By using indexes to help categorize data and provide a hierarchy of categories. Index applies to row categories.
The column categories are just columns.
import pandas as pd
# might be missing openpyxl
# open a terminal and run >> pip install openpyxl
freight = pd.read_excel('ScienceInventory_Ioffe.xlsx') # might be missing openpyxl
#freight = pd.read_excel('ScienceInventory_Ioffe.xlsx',index_col='Institution')
freight.head() # Plot the first five rows of the dataframe
# Pandas automatically fills in empty data with NaNs.
freight.tail() # Plot the last five rows of the dataframe
# Pandas is fairly clever about determining the right data type for each column.
# If it can't determine, the default is text and the dtype is "object".
freight.info()
# You can extract a generic array from the Pandas dataframe, using the .values attribute.
Array = freight['Weight (lbs)'].values
Array?
# Keys are the index terms for each column.
# freight.keys()
freight.columns # The columns object gives the same thing.
# Change the row index to the 'Institution', instead of the numeric row number.
# This provides another level of organization and data access, a little bit like an SQL relational database.
freight = freight.set_index('Institution')
freight.head()
freight['Weight (lbs)']['U. Illinois Chicago'] # Report the weights column for UIC freight.
freight['Weight (lbs)']['U. Illinois Chicago'].sum() # Do arithmetic on on the UIC freight.
# This will fail.

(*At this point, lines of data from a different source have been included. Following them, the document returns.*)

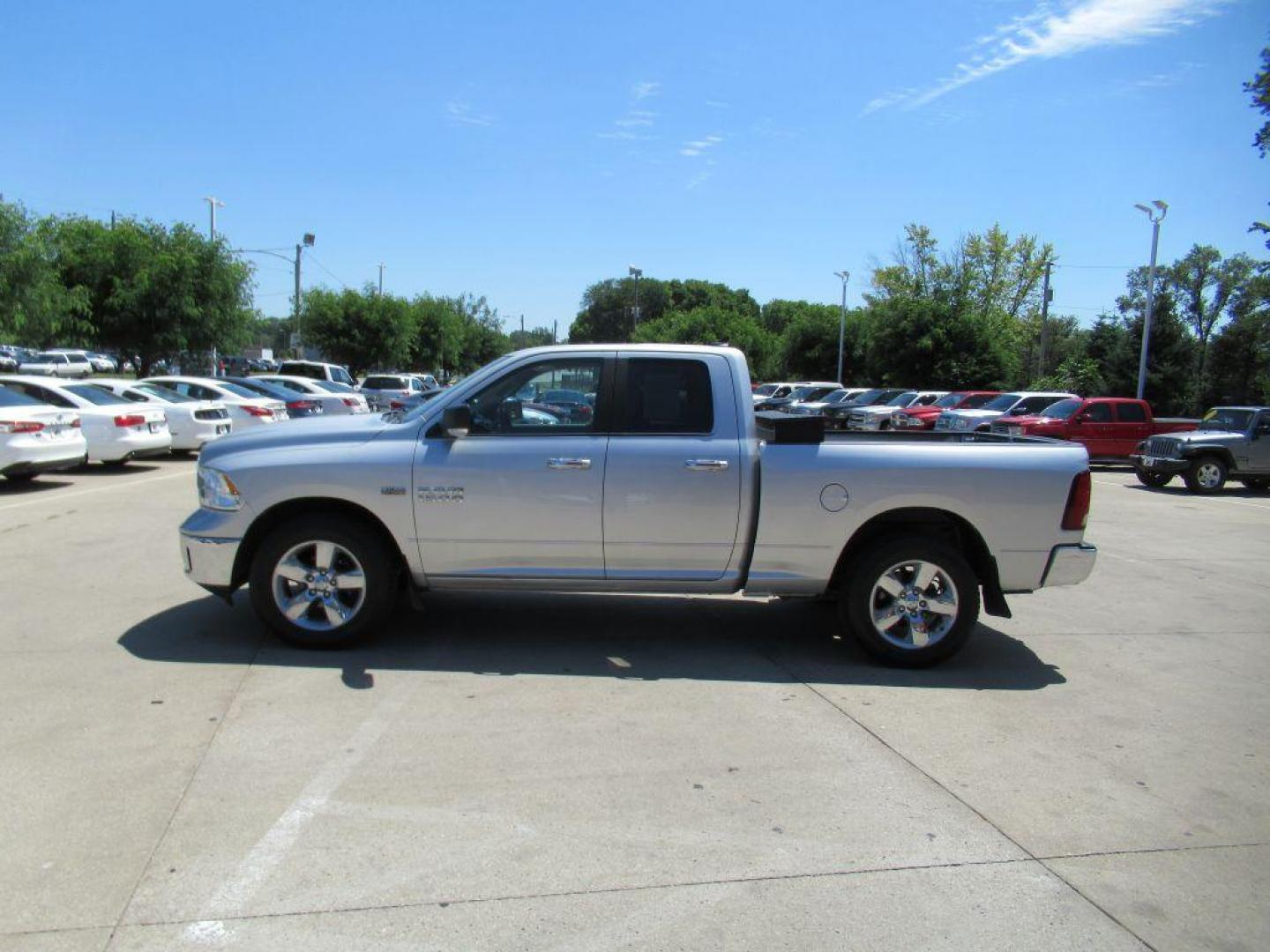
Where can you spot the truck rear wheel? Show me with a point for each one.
(911, 602)
(323, 582)
(1206, 475)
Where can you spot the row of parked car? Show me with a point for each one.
(49, 423)
(1227, 442)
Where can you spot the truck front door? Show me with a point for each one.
(672, 489)
(521, 495)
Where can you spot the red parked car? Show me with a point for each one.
(923, 418)
(1108, 427)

Note the reversal of indices.
freight['U. Illinois Chicago']['Weight (lbs)'].sum() # Pandas specifies column indices first, then row indices.
# Read in a text file that is delimited by whitespace. '\s+' allows multiple whitespace characters to exist
# between each entry.
# If file has a header, you need to tell read_csv() how many rows to skip, or it will misinterpret the shape of the
# dataframe.
ts = pd.read_csv('20151028 blank test.asc',sep='\t',skiprows=7,parse_dates=[0,3])
print(ts.info())
ts.head()
# This is timeseries data, so we should utilize a datetime data type as the row index.

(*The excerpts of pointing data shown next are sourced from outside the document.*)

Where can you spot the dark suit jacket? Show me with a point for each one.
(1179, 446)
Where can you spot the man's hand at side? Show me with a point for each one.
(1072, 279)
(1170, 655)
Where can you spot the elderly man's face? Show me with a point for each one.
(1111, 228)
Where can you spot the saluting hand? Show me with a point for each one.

# First, we have to create datetime.
fname = 'timeseries2.txt'
# Read in the data and specify columns 3 and 4 - date and time as string data type.
ts = pd.read_csv(fname,sep=',',skiprows=1,header=None,dtype={4:'str',5:'str'})

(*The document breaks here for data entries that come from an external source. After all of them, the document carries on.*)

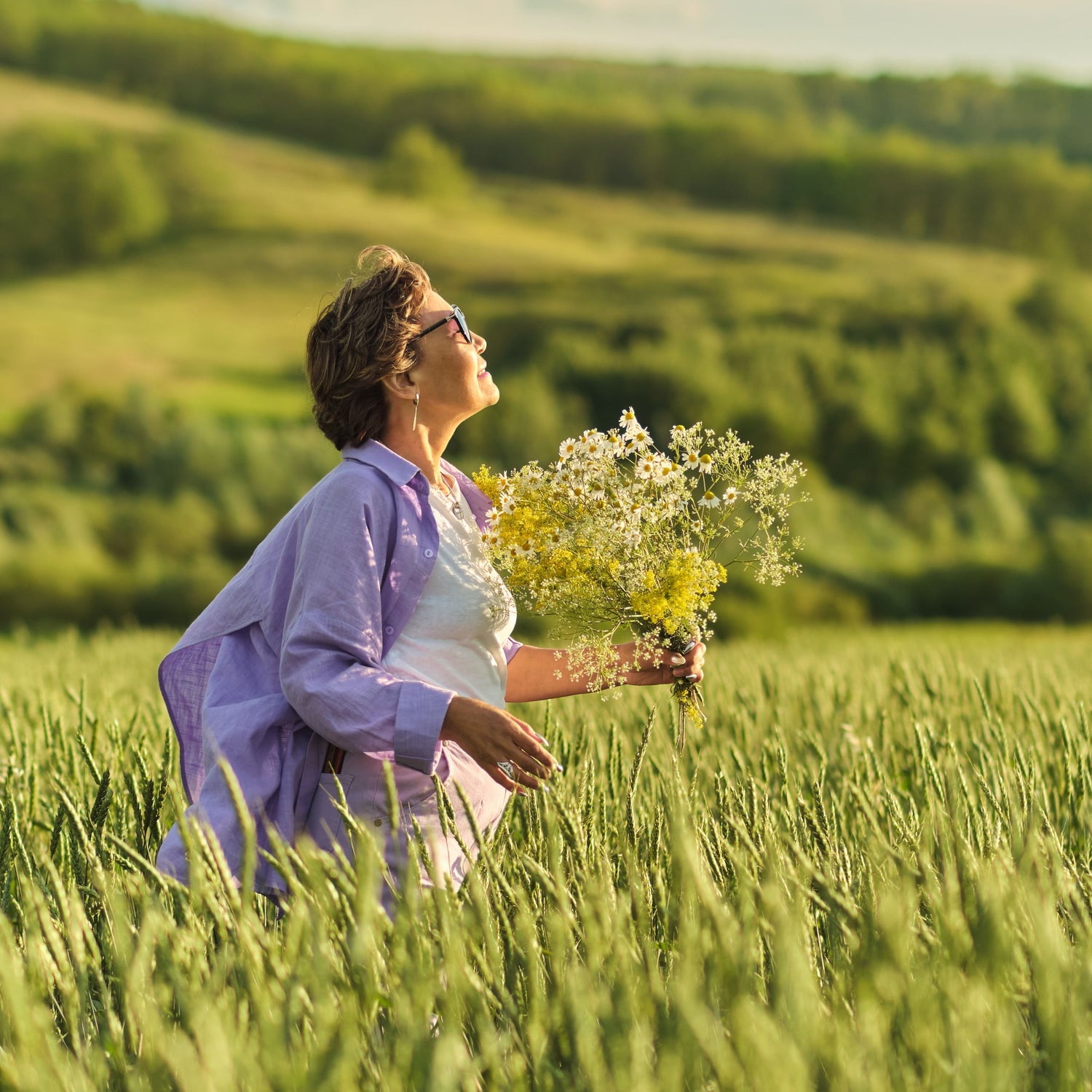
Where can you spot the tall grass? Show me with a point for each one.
(871, 871)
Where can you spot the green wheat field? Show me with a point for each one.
(871, 871)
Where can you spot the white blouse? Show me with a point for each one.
(454, 639)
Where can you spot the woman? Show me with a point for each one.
(369, 626)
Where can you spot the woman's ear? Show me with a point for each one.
(401, 384)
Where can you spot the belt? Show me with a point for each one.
(334, 759)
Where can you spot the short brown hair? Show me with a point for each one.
(360, 336)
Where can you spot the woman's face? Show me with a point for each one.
(450, 375)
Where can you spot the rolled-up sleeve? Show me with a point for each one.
(332, 646)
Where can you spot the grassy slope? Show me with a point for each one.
(220, 321)
(874, 864)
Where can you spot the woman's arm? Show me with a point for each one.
(532, 672)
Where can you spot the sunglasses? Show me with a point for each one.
(459, 317)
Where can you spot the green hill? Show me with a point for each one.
(941, 395)
(963, 161)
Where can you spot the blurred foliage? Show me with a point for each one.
(74, 194)
(419, 165)
(947, 423)
(962, 159)
(948, 454)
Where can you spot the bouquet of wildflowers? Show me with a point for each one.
(617, 533)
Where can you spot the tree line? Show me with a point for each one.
(948, 448)
(76, 194)
(758, 141)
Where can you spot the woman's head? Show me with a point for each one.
(363, 336)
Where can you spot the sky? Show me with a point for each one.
(1002, 36)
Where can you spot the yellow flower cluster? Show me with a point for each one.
(617, 533)
(676, 598)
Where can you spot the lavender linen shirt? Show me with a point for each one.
(309, 618)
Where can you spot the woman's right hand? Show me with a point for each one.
(491, 735)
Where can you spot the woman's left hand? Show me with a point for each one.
(663, 665)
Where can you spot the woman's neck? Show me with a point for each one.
(422, 447)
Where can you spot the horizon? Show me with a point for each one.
(1004, 39)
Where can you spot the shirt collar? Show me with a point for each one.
(373, 454)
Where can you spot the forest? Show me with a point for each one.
(965, 159)
(166, 238)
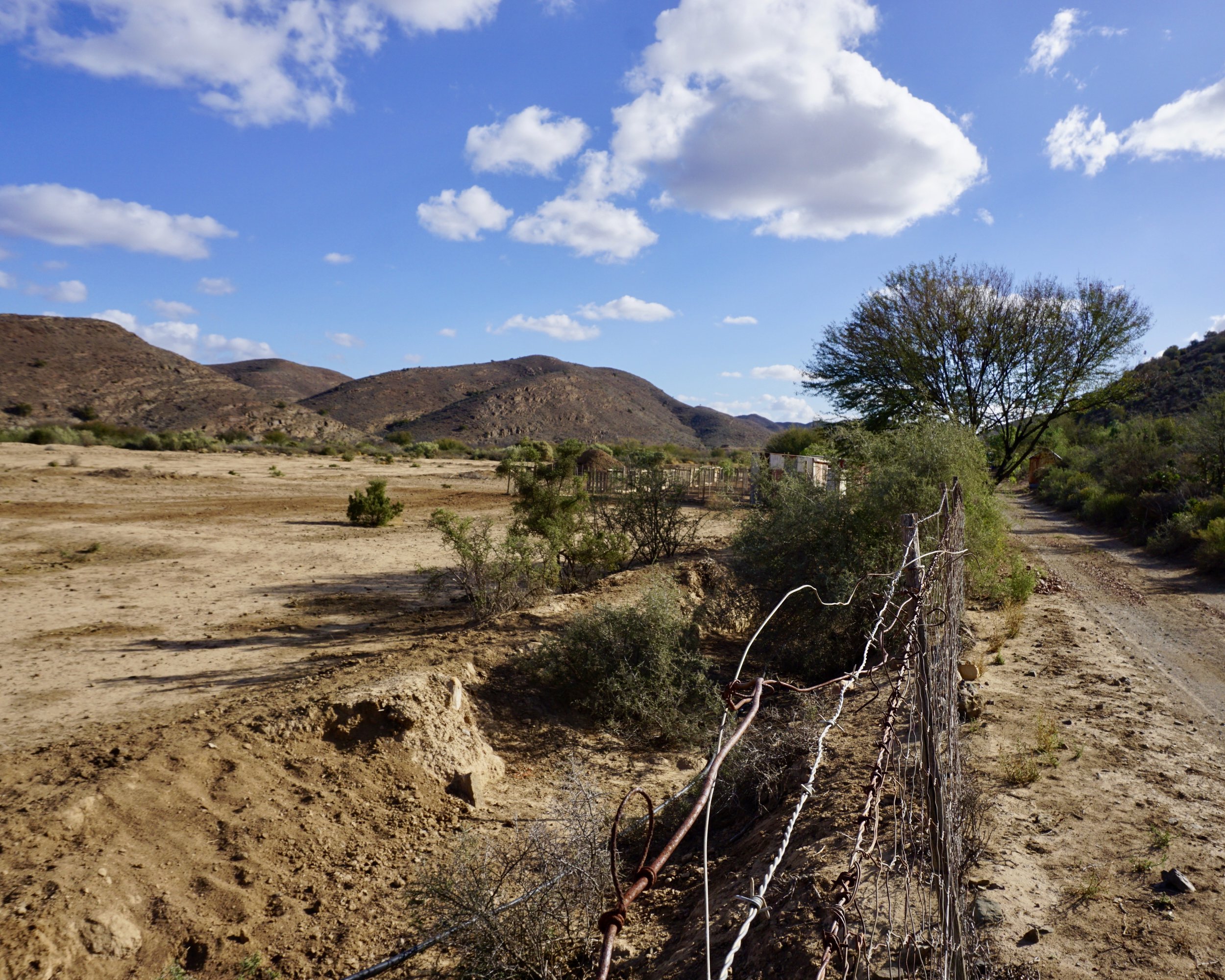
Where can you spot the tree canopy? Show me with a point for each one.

# Add the strings together, convert them to a datetime and save the result in column 3.
ts[4] = pd.to_datetime(ts[4]+' '+ts[5])
ts.info()
# Set the index to be the datetime column.
ts.set_index(ts[4],inplace=True)
ts.head()
# Pandas provides capabilities to manipulate the time base in your timeseries dataframe. These are possible, once
# you specify a datetime or time column as the row index, as we did above.
# Upsample, but don't replace the values by any interpolation method.
#ts.resample('1min').asfreq()
# Upsample, but replace the values by the constant forward fill method.
#ts.resample('1min').pad()
# Upsample, but replace the values by a linear interpolation.
# ts.resample('1min').interpolate()
typo = {'spelling':[2,3,4],'counting':['a','b','c']}
1. Use Pandas to import and preprocess your temperature data.¶
# 1. Use pandas to up or downsample your temperature data to a 5-min time interval.
2. Use Pandas to import and preprocess nearby weather station data.¶
# Download 5-min temperature data, for a nearby weather station. Look for the neareest
# 5-min weather stations in RI. These archives are available at:
# https://www1.ncdc.noaa.gov/pub/data/uscrn/products/subhourly01/2025/
#
# 2. Use Pandas to import the data. The NOAA file will take some special processing to
# create a datetime array. Make a timeseries of the weather station temperature and save
# the plot.
3. What is the time interval that you used for your temperature measurements?¶
# Use Pandas to up or downsample the timeseries so that it matches a 5 minute sampling
# interval, just like the weather station data.
4. Subset the weather station data.¶
# Use boolean operators and the datetime index to make a subset array of the weather station
# data that matches the start and end times your temperature measurements.
# Another way to do this is to explore using the Pandas merge() function. NOTE: Read the help
# and try not to ask the bots to do it.